Reds tab Sonny Gray as Opening Day starter

July 8th, 2020

CINCINNATI -- With a rotation as formidable as the Reds have this season, manager David Bell definitely was not short of candidates for the opportunity to begin the abbreviated 2020 season.

Bell announced on Wednesday that will be the club’s Opening Day starter vs. the Tigers on July 24 at Great American Ball Park.

“To be an Opening Day starter, especially in this circumstance, I try to put myself in that moment,” Gray said. “It’s going to be an important day. It’s going to be a fun game to play. Baseball will be back, and it will be back in some of the weirdest and craziest circumstances within the baseball game that’s it’s ever, really, been a part of. I think 2020 is going to be a season that is going to be remembered forever."

Luis Castillo, Trevor Bauer, Wade Miley and Anthony DeSclafani form the rest of the rotation order. Gray previously made two Opening Day starts during his time with the A’s.

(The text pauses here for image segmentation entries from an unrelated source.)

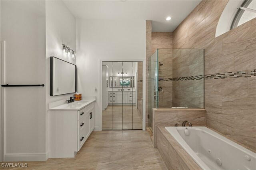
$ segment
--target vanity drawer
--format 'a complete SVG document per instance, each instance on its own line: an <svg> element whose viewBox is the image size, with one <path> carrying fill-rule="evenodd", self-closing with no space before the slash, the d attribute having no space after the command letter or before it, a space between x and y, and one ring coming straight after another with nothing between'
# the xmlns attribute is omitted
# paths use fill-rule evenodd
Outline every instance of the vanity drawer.
<svg viewBox="0 0 256 170"><path fill-rule="evenodd" d="M85 129L84 128L78 137L78 150L79 151L86 140Z"/></svg>
<svg viewBox="0 0 256 170"><path fill-rule="evenodd" d="M117 100L116 99L109 99L108 103L117 103Z"/></svg>
<svg viewBox="0 0 256 170"><path fill-rule="evenodd" d="M78 121L78 135L79 135L82 132L86 127L85 122L85 116L83 117L81 119Z"/></svg>
<svg viewBox="0 0 256 170"><path fill-rule="evenodd" d="M133 100L134 101L134 100ZM128 99L127 101L127 103L132 103L132 99Z"/></svg>
<svg viewBox="0 0 256 170"><path fill-rule="evenodd" d="M108 99L115 99L117 98L116 95L108 95Z"/></svg>
<svg viewBox="0 0 256 170"><path fill-rule="evenodd" d="M85 115L86 115L86 113L85 113L85 111L84 111L84 108L82 109L81 109L79 111L78 111L78 121L79 121L79 120L82 118L83 117L84 117L84 116L85 116Z"/></svg>
<svg viewBox="0 0 256 170"><path fill-rule="evenodd" d="M90 104L89 105L85 107L84 109L86 113L87 114L94 107L94 102Z"/></svg>
<svg viewBox="0 0 256 170"><path fill-rule="evenodd" d="M135 99L135 96L133 95L128 95L128 99Z"/></svg>
<svg viewBox="0 0 256 170"><path fill-rule="evenodd" d="M116 95L116 92L112 92L112 91L109 91L108 92L108 95L109 96L110 95Z"/></svg>
<svg viewBox="0 0 256 170"><path fill-rule="evenodd" d="M92 104L92 105L91 105ZM87 114L90 113L92 111L92 110L94 108L94 103L92 103L89 106L87 106L85 108L85 111L86 114L87 115Z"/></svg>

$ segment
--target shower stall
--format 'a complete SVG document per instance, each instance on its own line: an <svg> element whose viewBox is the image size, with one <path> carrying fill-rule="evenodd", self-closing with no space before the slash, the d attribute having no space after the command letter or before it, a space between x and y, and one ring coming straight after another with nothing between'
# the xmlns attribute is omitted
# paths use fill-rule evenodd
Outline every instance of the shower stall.
<svg viewBox="0 0 256 170"><path fill-rule="evenodd" d="M153 108L204 108L204 49L158 49L148 59L150 128Z"/></svg>

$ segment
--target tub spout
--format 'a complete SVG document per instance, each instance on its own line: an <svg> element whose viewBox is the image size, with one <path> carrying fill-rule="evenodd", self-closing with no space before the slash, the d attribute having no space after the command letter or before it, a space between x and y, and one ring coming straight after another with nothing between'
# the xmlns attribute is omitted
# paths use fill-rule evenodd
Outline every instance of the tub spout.
<svg viewBox="0 0 256 170"><path fill-rule="evenodd" d="M182 123L182 126L185 127L186 126L186 123L187 122L188 123L188 125L189 125L189 126L190 127L192 127L192 124L191 124L191 123L190 123L189 122L189 121L184 121L183 123Z"/></svg>

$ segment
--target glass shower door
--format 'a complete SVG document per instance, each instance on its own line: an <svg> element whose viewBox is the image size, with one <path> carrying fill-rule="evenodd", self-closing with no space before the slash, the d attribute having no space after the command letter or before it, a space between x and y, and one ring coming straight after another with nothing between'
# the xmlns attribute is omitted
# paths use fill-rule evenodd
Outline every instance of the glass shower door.
<svg viewBox="0 0 256 170"><path fill-rule="evenodd" d="M150 57L148 60L149 65L149 86L148 86L148 127L152 129L152 115L153 115L152 109L158 108L158 49Z"/></svg>

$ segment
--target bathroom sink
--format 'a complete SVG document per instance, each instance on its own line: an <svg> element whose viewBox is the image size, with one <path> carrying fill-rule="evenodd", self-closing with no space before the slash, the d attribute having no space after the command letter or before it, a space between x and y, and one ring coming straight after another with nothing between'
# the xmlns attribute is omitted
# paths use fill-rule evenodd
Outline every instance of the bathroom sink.
<svg viewBox="0 0 256 170"><path fill-rule="evenodd" d="M87 103L89 101L80 101L79 102L77 103L78 105L81 105L82 104L84 104L86 103Z"/></svg>

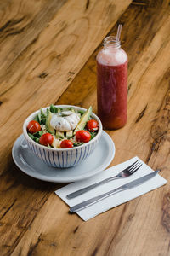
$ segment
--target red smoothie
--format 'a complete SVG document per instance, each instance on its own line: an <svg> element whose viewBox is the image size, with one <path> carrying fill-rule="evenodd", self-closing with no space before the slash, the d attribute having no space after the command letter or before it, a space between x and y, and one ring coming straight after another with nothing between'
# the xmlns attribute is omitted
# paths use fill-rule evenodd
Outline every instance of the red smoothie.
<svg viewBox="0 0 170 256"><path fill-rule="evenodd" d="M113 44L105 44L97 56L98 115L110 130L123 127L128 119L128 56Z"/></svg>

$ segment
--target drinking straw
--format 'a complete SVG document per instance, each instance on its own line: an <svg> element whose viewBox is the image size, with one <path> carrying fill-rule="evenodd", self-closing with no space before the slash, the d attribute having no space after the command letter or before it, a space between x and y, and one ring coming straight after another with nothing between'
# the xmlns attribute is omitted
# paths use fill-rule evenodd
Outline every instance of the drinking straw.
<svg viewBox="0 0 170 256"><path fill-rule="evenodd" d="M122 27L122 24L119 24L117 33L116 33L116 38L117 42L120 40Z"/></svg>

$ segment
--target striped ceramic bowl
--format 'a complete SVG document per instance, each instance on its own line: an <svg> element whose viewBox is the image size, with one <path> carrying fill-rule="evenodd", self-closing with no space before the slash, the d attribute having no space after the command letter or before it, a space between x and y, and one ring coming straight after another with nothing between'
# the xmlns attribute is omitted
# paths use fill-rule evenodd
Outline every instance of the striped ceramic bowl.
<svg viewBox="0 0 170 256"><path fill-rule="evenodd" d="M71 106L71 105L58 105L58 108L66 108L72 107L77 110L86 111L85 108ZM49 107L43 108L46 110ZM36 156L44 161L46 164L54 167L66 168L76 165L79 165L81 162L85 160L94 150L97 146L102 133L102 124L97 115L92 113L93 119L96 119L99 123L99 131L96 137L92 139L89 143L84 143L79 147L71 148L51 148L43 145L38 144L34 142L27 133L26 127L28 123L34 119L38 113L38 111L31 113L24 122L23 132L29 148Z"/></svg>

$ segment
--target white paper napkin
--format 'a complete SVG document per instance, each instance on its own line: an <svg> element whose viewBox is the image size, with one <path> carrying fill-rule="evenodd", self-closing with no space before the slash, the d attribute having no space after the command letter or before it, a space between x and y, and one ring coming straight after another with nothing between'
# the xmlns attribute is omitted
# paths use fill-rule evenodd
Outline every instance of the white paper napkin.
<svg viewBox="0 0 170 256"><path fill-rule="evenodd" d="M139 160L143 165L133 175L128 177L120 178L116 180L113 180L105 184L98 186L97 188L82 195L73 199L67 199L66 195L70 193L75 192L78 189L81 189L84 187L87 187L90 184L95 183L99 182L106 177L115 176L122 171L124 168L128 167L134 161ZM134 158L130 159L129 160L123 162L120 165L110 167L104 172L100 172L99 174L82 180L79 182L72 183L62 189L60 189L55 191L55 194L59 195L66 204L70 207L73 207L78 203L81 203L88 199L92 197L99 195L105 192L110 191L111 189L116 189L119 186L122 186L125 183L128 183L133 180L135 180L139 177L141 177L146 174L152 172L153 170L150 168L146 164L144 164L140 159L137 156ZM76 213L83 219L88 220L99 213L102 213L110 208L113 208L116 206L119 206L124 202L127 202L132 199L134 199L141 195L144 195L150 190L157 189L164 184L167 183L167 180L164 179L162 176L156 175L153 178L150 179L149 181L145 182L144 183L137 186L133 189L124 190L119 192L117 194L112 195L104 200L96 202L95 204L89 206L81 211L76 212Z"/></svg>

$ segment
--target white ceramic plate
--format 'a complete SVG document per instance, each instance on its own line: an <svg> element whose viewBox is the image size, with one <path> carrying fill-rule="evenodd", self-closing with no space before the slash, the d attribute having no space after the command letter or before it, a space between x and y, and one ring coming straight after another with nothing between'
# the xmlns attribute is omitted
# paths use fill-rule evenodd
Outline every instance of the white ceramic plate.
<svg viewBox="0 0 170 256"><path fill-rule="evenodd" d="M23 135L15 141L12 154L16 166L31 177L48 182L69 183L88 178L104 171L115 156L115 144L103 131L92 154L80 165L70 168L54 168L46 165L31 153Z"/></svg>

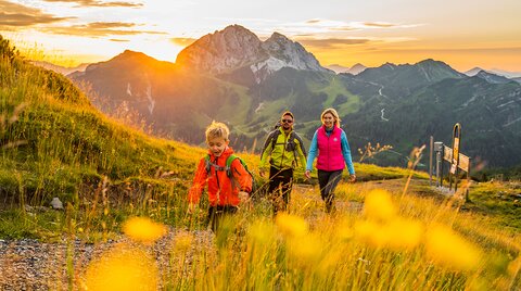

“There is no denying that Sonny has stepped up,” Bell said. “He’s a leader. He sets a great example. He also had a great season last year. Given that it worked out that way, we couldn’t have asked for a better option to set the tone for the season for our rotation.”

Bell noted that plenty went into making the decision to begin the season with Gray.

“There was a lot of strategy,” Bell said. “We believe in all of our guys so much. We could have come up with any order and felt great about it. Some of it had to do with their readiness. That was kind of the No. 1 factor. The second factor, to the best of our ability, was matching up our opposition the best we can. It’s a stretch of 17 games until the first off-day. It was doing the best we could of matching guys up.”

Gray, 30, was an All-Star during his first season in Cincinnati and went 11-8 with a 2.87 ERA and 205 strikeouts over 175 1/3 innings. He was at his best from June 28 onward, going 8-3 with a 1.99 ERA over 16 starts beginning on that date. In that span, the Reds lost in five of his starts, but he allowed no more than three runs in each of those team losses.

No two Reds starters had each recorded at least 200 strikeouts in the same year until Gray and Castillo achieved the feat last season. Castillo was the team’s Opening Day starter in 2019, and he was also an All-Star, going 15-8 with a 3.40 ERA and 226 strikeouts in 32 starts (190 2/3 innings).

Bell made sure he let Castillo know that choosing Gray for the opener was not a knock on him.

“You can imagine that conversation was all about, ‘Hey, this has nothing to do with your performance or our faith or confidence in your ability.’ It was more the other two factors,” Bell said.

Tyler Mahle will be prepared as a starter going into the season, in case he is needed for a tandem or piggyback type of start for one of the back-of-the-rotation arms. Lucas Sims could also factor in similarly.

“We’re confident that our starters are going to be able to go deep into games from the beginning, but I would say Tyler and Lucas will both be built up and ready to go and serve in that longer role from the beginning as needed,” Bell said.

Gray said that he and his family hunkered down at their Nashville, Tenn.-area home for much of the coronavirus quarantine. But eventually he started playing ball with other Major Leaguers in the area, including teammates Curt Casali and Phillip Ervin. Pitching coach Derek Johnson was also often on hand.

“We had about six to seven weeks of we’d meet three times a week at a local high school,” Gray said. “It would be me, Curt, Mike Yastrzemski, Tony Kemp, Phil Ervin was there a lot. … DJ would come and he’d just kind of sit in the stands a lot and get his little baseball fix on and let us do our thing. There were times we were rolling up with wagons that had baseballs, cases of water and we’d do our thing. We threw batting practice to each other.”

Cincinnati acquired Gray from the Yankees for two Minor Leaguers and a competitive-balance Draft pick on Jan. 21, 2019.

“Just to be starting this thing for us and this little journey that we’re going down, it’s something that I was hoping that would happen,” Gray said. “It was something that I was preparing myself to pitch in that game because if the opportunity came, I wanted to be ready. I want to be ready mentally. I want to be ready physically.”